Am Wochenende versammelten sich Dutzende Unterstützer der Aktivisten vor dem Menschenrechtsrat im Stadtzentrum von Kairo und zogen am Samstag zu den Hauptsitzen mehrerer liberaler und linker Parteien, die die Kampagne unterstützen und ihre Türen für die Streikaktion geöffnet haben. Neben der linksliberalen Verfassungspartei schlossen sich die Sozialdemokratische Partei Ägyptens, die Sozialistische Volksallianz und die sich noch in der Gründungsphase befindende linke Partei für Brot und Freiheit der Kampagne an. Zu ihren Forderungen gehört die Neufassung oder Abschaffung des Protestgesetzes sowie die sofortige Freilassung der auf Grundlage des kontroversen Regelwerks inhaftierter Aktivisten. Einer gestrigen Demonstration von rund 200 Menschen vor dem Sitz des Journalistensyndikats in Kairo begegnete das Innenministerium derweil mit der Stationierung von Polizeieinheiten vor dem Syndikatsgebäude.

Das Gesetz erlaubt dem Staat, auf Grundlage sehr vage formulierter Kriterien Demonstrationen zu verbieten, und wird von Oppositionellen und Menschenrechtsorganisationen als Instrument betrachtet, jedwede Form des unerwünschten Protestes zu kriminalisieren. Das Gesetz verstoße gegen internationale Standards und ziele darauf ab, die Opposition mundtot zu machen. Die Strafen bei Zuwiderhandlungen sind drakonisch.
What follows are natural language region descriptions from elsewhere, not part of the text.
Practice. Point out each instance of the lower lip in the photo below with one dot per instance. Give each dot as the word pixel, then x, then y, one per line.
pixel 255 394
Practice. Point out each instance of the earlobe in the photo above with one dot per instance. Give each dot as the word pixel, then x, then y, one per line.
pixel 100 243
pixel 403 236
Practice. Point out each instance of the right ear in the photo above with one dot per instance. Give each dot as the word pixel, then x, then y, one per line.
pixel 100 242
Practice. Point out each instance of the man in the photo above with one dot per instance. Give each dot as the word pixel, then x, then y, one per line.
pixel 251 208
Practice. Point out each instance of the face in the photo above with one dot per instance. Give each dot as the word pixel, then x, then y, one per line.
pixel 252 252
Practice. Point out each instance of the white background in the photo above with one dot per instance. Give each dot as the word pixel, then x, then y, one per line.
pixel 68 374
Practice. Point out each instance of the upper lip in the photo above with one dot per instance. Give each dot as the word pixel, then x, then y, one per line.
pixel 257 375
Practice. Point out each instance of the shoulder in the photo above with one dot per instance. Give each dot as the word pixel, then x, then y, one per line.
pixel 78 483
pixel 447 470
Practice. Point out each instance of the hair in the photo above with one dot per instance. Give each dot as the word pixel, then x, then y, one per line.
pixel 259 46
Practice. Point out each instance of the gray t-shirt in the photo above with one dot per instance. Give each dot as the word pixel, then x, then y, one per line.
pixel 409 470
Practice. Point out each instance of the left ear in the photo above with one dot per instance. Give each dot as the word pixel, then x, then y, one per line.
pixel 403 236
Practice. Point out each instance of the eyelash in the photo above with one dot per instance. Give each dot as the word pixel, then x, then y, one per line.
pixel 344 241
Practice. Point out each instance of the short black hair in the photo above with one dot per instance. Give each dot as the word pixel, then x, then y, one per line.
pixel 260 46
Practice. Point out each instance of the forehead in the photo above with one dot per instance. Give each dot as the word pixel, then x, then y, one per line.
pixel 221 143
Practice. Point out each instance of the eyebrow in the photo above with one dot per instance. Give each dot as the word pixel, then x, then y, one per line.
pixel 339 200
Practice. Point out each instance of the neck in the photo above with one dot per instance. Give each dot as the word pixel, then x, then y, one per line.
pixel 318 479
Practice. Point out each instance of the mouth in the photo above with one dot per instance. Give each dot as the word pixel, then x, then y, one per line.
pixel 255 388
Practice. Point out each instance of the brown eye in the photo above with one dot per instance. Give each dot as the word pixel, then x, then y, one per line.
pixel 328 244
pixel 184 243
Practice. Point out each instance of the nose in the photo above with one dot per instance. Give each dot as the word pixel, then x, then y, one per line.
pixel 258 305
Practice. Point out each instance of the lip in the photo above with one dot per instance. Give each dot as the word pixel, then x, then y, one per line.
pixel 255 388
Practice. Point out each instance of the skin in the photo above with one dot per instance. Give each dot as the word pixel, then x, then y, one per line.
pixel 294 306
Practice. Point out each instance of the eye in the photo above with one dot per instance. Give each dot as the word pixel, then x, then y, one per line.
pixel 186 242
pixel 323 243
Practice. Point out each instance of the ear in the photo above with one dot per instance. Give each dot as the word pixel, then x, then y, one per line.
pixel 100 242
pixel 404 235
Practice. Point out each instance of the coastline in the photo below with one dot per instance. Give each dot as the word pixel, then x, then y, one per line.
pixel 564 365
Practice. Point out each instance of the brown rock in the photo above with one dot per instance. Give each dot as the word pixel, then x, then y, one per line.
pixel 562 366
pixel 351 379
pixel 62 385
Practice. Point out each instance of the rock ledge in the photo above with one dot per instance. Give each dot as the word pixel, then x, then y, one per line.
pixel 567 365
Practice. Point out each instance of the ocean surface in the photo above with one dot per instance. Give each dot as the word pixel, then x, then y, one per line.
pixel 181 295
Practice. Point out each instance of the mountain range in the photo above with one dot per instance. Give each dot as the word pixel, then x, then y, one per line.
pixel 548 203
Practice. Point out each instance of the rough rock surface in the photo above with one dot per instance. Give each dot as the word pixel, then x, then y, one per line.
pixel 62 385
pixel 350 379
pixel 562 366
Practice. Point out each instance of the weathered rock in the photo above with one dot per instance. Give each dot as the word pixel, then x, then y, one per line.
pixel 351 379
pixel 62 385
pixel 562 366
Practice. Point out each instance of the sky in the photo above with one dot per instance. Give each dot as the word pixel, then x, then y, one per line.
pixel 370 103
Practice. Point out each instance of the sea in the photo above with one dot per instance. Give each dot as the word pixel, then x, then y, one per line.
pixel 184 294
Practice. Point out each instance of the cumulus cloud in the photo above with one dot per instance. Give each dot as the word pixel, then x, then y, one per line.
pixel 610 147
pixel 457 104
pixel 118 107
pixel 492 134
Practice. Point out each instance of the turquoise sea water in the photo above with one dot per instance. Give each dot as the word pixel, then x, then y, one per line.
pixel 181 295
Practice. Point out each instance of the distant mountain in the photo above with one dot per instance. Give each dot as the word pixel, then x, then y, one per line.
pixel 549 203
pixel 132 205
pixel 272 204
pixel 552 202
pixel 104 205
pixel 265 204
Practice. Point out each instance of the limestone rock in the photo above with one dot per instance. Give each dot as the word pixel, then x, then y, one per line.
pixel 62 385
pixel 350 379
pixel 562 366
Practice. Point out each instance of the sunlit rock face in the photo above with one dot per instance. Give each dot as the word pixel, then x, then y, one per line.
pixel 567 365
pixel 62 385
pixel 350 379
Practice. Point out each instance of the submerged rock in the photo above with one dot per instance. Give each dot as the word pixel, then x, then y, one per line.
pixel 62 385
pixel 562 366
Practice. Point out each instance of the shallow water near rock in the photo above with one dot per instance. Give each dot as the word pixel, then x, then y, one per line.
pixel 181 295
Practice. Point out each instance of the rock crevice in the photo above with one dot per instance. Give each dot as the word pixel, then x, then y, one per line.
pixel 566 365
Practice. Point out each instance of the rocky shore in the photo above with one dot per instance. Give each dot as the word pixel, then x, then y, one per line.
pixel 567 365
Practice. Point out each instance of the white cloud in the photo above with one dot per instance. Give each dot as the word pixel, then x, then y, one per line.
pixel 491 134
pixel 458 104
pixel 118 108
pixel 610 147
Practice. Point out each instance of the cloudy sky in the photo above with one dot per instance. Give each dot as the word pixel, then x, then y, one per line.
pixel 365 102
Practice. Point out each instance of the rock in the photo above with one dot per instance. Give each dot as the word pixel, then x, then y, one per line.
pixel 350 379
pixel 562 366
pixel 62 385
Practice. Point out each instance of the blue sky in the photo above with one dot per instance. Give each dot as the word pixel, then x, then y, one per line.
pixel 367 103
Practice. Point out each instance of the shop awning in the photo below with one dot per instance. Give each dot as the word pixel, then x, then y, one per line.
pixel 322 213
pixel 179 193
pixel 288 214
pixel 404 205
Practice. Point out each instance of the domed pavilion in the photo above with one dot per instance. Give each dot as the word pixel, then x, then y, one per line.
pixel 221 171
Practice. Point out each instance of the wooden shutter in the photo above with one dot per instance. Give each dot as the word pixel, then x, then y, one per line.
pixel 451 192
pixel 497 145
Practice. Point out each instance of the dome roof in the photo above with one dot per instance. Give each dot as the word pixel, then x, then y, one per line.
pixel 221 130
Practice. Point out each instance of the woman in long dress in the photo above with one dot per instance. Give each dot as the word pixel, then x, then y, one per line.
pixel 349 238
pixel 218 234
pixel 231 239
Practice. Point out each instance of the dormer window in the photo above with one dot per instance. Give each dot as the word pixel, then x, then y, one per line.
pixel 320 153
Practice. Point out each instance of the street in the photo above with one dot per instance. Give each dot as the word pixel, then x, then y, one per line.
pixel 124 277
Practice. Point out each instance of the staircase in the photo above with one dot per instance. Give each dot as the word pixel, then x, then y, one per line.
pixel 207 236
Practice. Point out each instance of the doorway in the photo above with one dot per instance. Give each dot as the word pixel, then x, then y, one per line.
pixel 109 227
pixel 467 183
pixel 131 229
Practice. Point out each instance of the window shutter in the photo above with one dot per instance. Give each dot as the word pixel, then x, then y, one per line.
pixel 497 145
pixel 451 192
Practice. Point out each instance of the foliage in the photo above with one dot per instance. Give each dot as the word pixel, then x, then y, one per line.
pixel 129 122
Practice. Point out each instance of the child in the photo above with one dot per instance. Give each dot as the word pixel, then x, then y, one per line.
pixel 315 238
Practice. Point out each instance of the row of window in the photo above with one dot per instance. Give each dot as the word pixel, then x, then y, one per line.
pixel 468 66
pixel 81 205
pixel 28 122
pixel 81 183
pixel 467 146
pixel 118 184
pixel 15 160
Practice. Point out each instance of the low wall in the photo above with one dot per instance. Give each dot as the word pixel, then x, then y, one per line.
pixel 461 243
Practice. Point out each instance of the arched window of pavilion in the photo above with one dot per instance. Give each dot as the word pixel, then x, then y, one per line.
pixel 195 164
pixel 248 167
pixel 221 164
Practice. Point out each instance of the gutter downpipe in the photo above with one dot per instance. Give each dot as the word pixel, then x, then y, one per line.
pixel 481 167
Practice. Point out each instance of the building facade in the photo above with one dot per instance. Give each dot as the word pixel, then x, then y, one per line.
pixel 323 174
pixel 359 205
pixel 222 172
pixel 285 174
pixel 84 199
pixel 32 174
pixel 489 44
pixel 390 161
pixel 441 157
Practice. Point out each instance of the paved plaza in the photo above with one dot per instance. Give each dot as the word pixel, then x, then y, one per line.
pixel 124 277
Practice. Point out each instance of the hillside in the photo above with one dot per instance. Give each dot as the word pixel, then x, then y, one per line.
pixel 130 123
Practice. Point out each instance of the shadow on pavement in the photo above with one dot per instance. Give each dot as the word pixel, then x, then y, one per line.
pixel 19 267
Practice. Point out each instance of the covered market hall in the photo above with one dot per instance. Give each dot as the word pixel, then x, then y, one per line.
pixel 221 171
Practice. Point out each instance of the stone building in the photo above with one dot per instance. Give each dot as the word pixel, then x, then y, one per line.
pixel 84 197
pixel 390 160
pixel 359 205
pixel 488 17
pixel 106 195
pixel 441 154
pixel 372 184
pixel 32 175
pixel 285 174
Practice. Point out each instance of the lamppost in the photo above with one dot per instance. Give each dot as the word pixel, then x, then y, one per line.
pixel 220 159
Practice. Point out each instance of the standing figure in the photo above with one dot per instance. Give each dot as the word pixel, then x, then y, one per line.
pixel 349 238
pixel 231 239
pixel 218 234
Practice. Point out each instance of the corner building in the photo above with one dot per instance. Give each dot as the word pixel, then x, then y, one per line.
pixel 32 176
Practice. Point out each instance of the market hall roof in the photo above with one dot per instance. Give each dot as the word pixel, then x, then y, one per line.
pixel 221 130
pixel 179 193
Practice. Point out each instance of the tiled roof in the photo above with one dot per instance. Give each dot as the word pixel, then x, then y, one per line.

Gemeinsam mit 24 anderen war Abdel Fattah im November 2013 kurz nach Verabschiedung des Regelwerkes bei einer Demonstration im Stadtzentrum Kairos wegen angeblicher Verstöße gegen das Gesetz angeklagt worden. In Abwesenheit verurteilte ein Kairoer Gericht die Angeklagten zu 15 Jahren Haft, einer Strafe von 10000 Euro und einer fünfjährigen Sonderüberwachung. Abdel Fattah und die Aktivisten Hamada Al-Nubi und Wael Metwalli wurden unmittelbar nach der Urteilsverkündung vor dem Gerichtsgebäude verhaftet, wo sie sich einer Demonstration gegen das Gesetz angeschlossen hatten. Während das Gericht Abdel Fattah, Al-Nubi und Metwalli die Freilassung auf Kaution verweigert, befinden sich die anderen 22 Angeklagten auf freiem Fuß. Das derzeit laufende Berufungsverfahren wurde am Donnerstag erneut vertagt. Auch das Berufungsverfahren gegen Abdel Fattahs 19jährige Schwester Sana Seif und 20 weitere Angeklagte wurde vertagt. Seif wurde im Juni bei einer Protestkundgebung vor dem Präsidentenpalast im Osten Kairos verhaftet. Auch ihr wird vorgeworfen, an einer nicht genehmigten Demonstration teilgenommen zu haben.

Vor allem der kompromißlose Umgang des Staates mit Abdel Fattah wirkte als Katalysator für die derzeitige Verschärfung der Proteste gegen das Gesetz, meint der Sprecher der Verfassungspartei, Khaled Dawud. Der vom Staatspräsidenten ernannte Nationale Menschenrechtsrat kündigte zwar an, zügig eine Neufassung des Gesetzes anstoßen zu wollen, doch Dawud bezweifelt die Ernsthaftigkeit der Ankündigung. Nach Dawuds Angaben sitzen derzeit elf Mitglieder seiner Partei wegen Verstößen gegen das Gesetz hinter Gittern.